Nel 1981, con gli amici sordi del Centro culturale per sordi di Civitanova Marche, proposi un concorso nazionale di poesia a tema fisso: «Handicappato, chi sei?». Era intenzione verificare cosa pensassero, i cosiddetti normali, sulle realtà dell’handicappato, come comunemente era indicato. Al concorso parteciparono oltre 150 poeti di tutt’Italia. La Giuria, presieduta dal prof. Luigi Martellini di Fermo, qualche anno dopo sarà professore ordinario di Letteratura italiana all’Università della Tuscia, Viterbo, era composta dal poeta prof. Guido Garufi di Macerata, dal giornalista Dr. Giampiero Cavalli di Civitanova Marche e da me. Vinse il concorso Francesco Mannoni di Arzachena, Sassari con la poesia «Inno», con la seguente motivazione: «Per la problematica del discorso poetico e la complessa articolazione del linguaggio che si svolgono attraverso una ricerca stilistica e formale autonoma e sicura, densa di significati e carica di introspezioni psicologiche». Riporto il testo.
Inno
- Mi doneranno certo chiare immagini, altra indulgenza e pause
- fossilizzate nel clamore indegno che impiaga tutta la mia vita.
- Vergogna, ingiusto sentimento, più volte mi ha distolto e addolorato.
- Uomo senza vene d’uomo urlo la pena che aggroviglia il cuore.
- E l’amore, il negato amore che sbrana l’insaziata viltà
- della parola esplode a fiotti e mi sommerge di rosso stordimento.
- Sia dannato il mio tempo e tutto ciò che in ferrose ingiunzioni
- mi confina. Sono isola chiusa nel fragore della tempesta
- che sventagliando sfrana i profili della terra. Mi si doni
- qualcosa che rapisca la mente perduta nel chiarore d’una gioia
- sovrana. Sia appagata la mia sete umana di baci e chiarezze,
- la necessità che affonda unghie avvelenate nella carne
- - insulso poema d’orrori - e si compia l’epopea dell’epico abbordaggio.
- Venga avanti la primula tracciando giro d’astri nel suo passo
- e al soave mùrmure si distenda su giacigli infiorati di mimosa.
- Non chiederò da quali anni provenga né quali riti a me
- concessa. Ascolterò battiti e sospiri senz’altra volontà
- che l’annullarmi nei suoi abbracci. Chiederò il bene
- il dolce miele dell’istinto, la tenerezza di soffusi incanti
- nei pensosi loggiati del meriggio quando disciolto si rovescia
- il sole sulle palpebre schiuse alla congiura.
- Null’altro assecondi la prestigiosa voluttà del cuore
- né m’insozzi l’errore d’un sol dubbio. Nel pianto della mia
- desolazione cresce l’inno che spalanca il cielo.
- L’amore non ricerca nel suo vivere preordinate regole di vita.
- Sia l’uomo ciò che medita la gioia non la dignità musa ferita.

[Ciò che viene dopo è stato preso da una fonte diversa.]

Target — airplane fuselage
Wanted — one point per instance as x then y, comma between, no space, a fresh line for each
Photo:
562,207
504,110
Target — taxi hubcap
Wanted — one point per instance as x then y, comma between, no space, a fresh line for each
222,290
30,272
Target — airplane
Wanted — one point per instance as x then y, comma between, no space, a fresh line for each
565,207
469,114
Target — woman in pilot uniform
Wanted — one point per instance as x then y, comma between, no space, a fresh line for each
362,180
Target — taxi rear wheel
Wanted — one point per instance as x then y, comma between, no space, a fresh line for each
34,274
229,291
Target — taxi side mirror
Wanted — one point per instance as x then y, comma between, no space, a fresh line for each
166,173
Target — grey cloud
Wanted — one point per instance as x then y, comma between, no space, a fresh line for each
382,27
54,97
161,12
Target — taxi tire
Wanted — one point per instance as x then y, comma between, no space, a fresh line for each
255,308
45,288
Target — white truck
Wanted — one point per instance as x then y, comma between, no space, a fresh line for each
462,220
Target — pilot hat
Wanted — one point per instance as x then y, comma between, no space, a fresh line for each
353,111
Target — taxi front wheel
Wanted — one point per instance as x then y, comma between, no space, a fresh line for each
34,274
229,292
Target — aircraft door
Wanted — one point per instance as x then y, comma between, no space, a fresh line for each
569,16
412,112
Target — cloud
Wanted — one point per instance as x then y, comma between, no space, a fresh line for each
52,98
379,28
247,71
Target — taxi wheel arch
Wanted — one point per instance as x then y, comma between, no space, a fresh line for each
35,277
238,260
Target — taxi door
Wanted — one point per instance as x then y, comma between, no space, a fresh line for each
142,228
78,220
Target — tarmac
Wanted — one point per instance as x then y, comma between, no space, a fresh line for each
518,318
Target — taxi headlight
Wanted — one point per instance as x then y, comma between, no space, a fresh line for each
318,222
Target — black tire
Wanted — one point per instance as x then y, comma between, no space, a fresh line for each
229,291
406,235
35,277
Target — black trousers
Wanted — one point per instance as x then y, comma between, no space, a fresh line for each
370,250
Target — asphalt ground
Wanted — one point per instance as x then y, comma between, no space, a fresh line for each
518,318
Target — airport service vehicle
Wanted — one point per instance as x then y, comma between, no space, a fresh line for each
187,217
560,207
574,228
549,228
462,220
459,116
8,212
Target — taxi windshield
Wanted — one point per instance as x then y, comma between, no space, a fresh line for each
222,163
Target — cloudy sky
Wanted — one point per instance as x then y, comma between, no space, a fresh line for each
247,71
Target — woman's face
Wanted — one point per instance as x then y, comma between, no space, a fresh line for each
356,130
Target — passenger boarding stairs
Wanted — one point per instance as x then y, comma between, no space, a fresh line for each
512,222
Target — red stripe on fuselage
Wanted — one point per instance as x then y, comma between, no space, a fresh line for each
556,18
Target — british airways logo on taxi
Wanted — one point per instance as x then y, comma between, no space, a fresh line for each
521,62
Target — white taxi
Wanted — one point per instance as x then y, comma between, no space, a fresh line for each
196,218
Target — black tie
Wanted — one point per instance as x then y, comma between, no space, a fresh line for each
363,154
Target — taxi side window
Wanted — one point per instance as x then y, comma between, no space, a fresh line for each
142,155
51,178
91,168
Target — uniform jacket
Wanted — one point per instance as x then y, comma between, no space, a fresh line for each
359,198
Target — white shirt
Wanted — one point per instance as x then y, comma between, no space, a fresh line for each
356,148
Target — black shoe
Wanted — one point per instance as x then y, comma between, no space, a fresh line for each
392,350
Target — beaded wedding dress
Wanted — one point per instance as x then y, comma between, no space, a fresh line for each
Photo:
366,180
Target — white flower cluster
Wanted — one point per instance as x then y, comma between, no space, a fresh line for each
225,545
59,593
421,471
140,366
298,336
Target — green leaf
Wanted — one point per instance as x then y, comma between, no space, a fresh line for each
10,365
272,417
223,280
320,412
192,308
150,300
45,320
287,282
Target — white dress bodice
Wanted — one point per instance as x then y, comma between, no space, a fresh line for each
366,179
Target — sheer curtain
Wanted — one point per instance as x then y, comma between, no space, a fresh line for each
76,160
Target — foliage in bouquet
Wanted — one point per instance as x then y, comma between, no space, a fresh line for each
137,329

Francesco Mannoni (Da Handicappato, chi sei?, Centro Culturale ENS, Civitanova Marche, 1982.).
Volevo dare un segno di presenza, di coscienzazione delle problematiche che sperimentavo/sperimentavamo ogni giorno. Il concorso «Handicappato, chi sei?», ebbe risonanza regionale e nazionale. L’anno seguente proposi al sindaco di Porto Recanati, Dr. Luigi Matassini, di continuare l’esperienza conservandone spirito e organizzazione. Era la genesi del 1° concorso internazionale di poesia «Città di Porto Recanati», per il quale per decenni mi sono speso, con presenza di poeti di chiara fama provenienti da tutto il mondo. La Giuria preseduta da personalità (Valerio Volpini, Luigi Martellini, Leonardo Mancino, Guido Garufi, Gastone Mosci, ecc.) che hanno tracce nella storia della letteratura italiana.
Mi spingeva il coraggio: uscire dalla commiserazione del popolino per indurre la società normale a riflettere. Sarà la mia bandiera d’attacco negli anni successivi.